Monday, November 17, 2014

Reaching the Range


In a group discussion recently, several professors brought up the challenge of teaching a class in which the range of student preparation levels stretches from “coulda gone anywhere, if not for money and family issues” to “not yet reading at a college level.”  When you have students at either end of that continuum, and at all points in between, in the same room at the same time, reaching all of them isn’t easy.

College professors traditionally aren’t really taught how to teach, except by example.  But the examples are usually drawn from graduate school, in which you can usually take a certain level of academic preparation and interest for granted.  (At least, I hope so!)  I recall some very talented lecturers in grad school, and some competent discussions, but I don’t recall ever being taught how to reach undergrads who struggled to read the text, when they bothered to try.  That does not seem to have changed in most fields.  (I’ll tip my cap here to the rhet/comp folk, who have made a point of reaching students where they actually are.)

Some of the academic departments try to attack the issue by gatekeeping.  Putting prerequisites on courses is a way to screen out the most academically challenged.  But outside of courses in which the content builds in a linear way, like the algebra sequence, it’s gatekeeping for the sake of gatekeeping.  It tends to create certain academic ghettos into which developmental students are herded, because they still need full-time status and they still want to make progress towards graduation.  It often starves the walled-off courses of the enrollments they need, if they’re going to run.  And based on both anecdotal feedback and pass rates, it seems to make much less difference than its proponents want it to make in the classroom.  Besides, if we want to speed up completion rates, gatekeeping is the last thing we should be doing.

Ideally, some targeted professional development to help faculty work more effectively with the students they actually have.  That way we wouldn’t have to choose between open access and high success.  This is where I’m hoping my wise and worldly readers can ride to the rescue.

We’ve all endured professional development workshops or events in which the living envied the dead.  The usual sins run the gamut from “field-specific to a field that isn’t mine” to “irrelevant for the students we actually have” to “would be nice, if we had triple the budget we have.”  And that’s without even getting into the more reductive versions of The One True Faith or There’s An App For That.

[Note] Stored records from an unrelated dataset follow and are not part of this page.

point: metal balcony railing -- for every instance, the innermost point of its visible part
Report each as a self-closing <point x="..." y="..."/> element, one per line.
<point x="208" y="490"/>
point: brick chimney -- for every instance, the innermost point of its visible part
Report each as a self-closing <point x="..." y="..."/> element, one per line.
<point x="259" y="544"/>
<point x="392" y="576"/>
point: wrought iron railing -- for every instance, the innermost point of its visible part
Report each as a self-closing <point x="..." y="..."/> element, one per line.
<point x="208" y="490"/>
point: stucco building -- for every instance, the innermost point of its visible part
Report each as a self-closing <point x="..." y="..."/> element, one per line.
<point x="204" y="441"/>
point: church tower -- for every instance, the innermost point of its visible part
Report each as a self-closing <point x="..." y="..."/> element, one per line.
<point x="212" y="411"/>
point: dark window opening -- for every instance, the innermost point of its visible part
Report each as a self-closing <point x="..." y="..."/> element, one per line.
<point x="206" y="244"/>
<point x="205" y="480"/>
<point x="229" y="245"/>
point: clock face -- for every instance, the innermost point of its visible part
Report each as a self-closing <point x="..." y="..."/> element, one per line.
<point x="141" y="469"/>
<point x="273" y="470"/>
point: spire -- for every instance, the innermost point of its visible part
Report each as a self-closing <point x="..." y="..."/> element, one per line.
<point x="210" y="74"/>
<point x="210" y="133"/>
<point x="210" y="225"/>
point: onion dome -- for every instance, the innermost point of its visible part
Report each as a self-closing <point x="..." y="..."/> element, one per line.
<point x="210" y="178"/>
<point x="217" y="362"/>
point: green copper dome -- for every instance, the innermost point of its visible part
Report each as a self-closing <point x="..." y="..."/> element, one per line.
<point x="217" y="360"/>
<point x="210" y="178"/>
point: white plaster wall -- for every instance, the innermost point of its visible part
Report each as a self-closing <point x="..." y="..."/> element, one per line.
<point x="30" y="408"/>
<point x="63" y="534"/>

Wise and worldly readers, have you seen, or found, or developed, a professional development resource that was actually helpful in the specific challenge of reaching students across a wide range of preparation levels?  Ideally, one that isn’t specific to a single discipline?  I’d love to provide faculty access to something that would actually help, and that would help across a wide spectrum of disciplines.  We aren’t moving to selective admissions, and the range isn’t getting any narrower, so anything that’s actually useful would be appreciated.